Eve baixou a cabeça e riu. Nessa parte, sua amiga tinha total razão. Ela não comprava muitas roupas desde os quinze - o que não era muito tempo, já que ia fazer vinte ainda naquele ano.

- Não exagere. - Evelyn retrucou.

- Não estou exagerando! - Alice disse. - Segunda coisa: você precisa sair mais. Como vai conhecer pessoas? Sou sua única amiga nessa cidade, pelo que eu saiba... E quem sabe você não conheça um rapaz para namorar, já que terminou com o Lucas. - Alice olhou para ela quando parou o carro no estacionamento do restaurante. - Em falar nisso, eu ainda não entendi o porquê. Aquele Lucas não é de se jogar fora.

- Há coisas que vão além da aparência e das condições financeiras, Alice - Eve falou. - Às vezes falta química.

- Oh, certo. Química... - Alice franziu o cenho, encarando a fachada do restaurante. Eve preferia comer em um lugar mais simples e barato, mas sua cara amiga de infância tinha suas preferências.

- E amigos... Bom, eu tenho uma boa relação com o pessoal da cafeteria - Evelyn continuou, soltando o cinto e de descendo do carro. Alice soltou uma risada anasalada e alcançou-a, jogando sua bolsa no ombro.

- Tsc, tsc.

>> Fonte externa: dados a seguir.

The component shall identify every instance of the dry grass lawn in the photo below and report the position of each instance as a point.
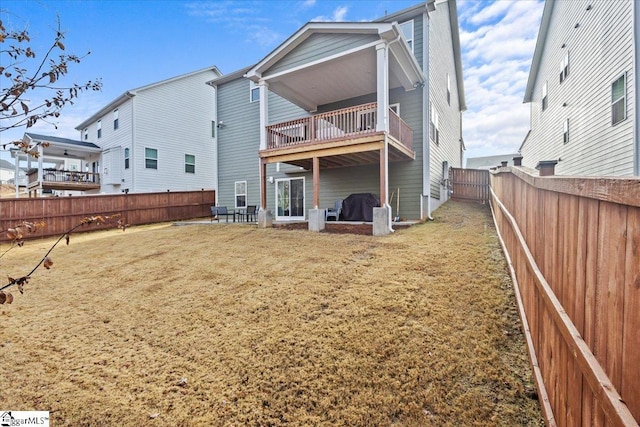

Desculpe, Evelyn, mas não sei se trabalhar com uma muçulmana, um japonês cego e uma travesti vai lhe oferecer muitas coisas.

- Alice! - Evelyn franziu o cenho ao notar o tom pejorativo. - Isso fo...

- Mas é verdade! Nada contra, querida, mas é verdade. - Alice ergueu as palmas em rendição.

- ...E Rael é surdo, e não cego. - Eve murmurou, mal-humorada. - E ele é descendente de chineses.

- Qual a diferença?!

Evelyn bufou e acelerou os passos, deixando Alice para trás. Às vezes, ela conseguia passar dos limites. Eve não estava a fim de discutir com ninguém, sobretudo com alguém que não sabia controlar a língua.

Alice não disse mais nada sobre seus planos de mudanças para Evelyn Torinno, muito menos sobre as companhias que ela julgava ideais para sua vida. Ela basicamente falava sobre festas e rapazes os quais ela saía. Eve fingia que se interessava por suas paqueras enquanto alimentava-se.

Seus olhos de repente foram atraídos para a rua; além das mesas de madeira e os passantes que entravam e saíam do restaurante. Um carro cinza passava pela rua como qualquer outro - uma mercedes-benz, para ser mais exata. Havia muitos veículos como aquele rondando pela cidade, mas algo a fez encarar aquelas janelas escuras até desaparecer na esquina - como se em seus olhos houvessem imãs que os atraíssem para aquela lataria suja.

- O que foi? - Alice perguntou, procurando o que havia chamado sua atenção.

- Nada. Só estou pensando. - ela se voltou para a amiga e empurrou o prato vazio. - Então, vai me pagar uma sobremesa ou não vai?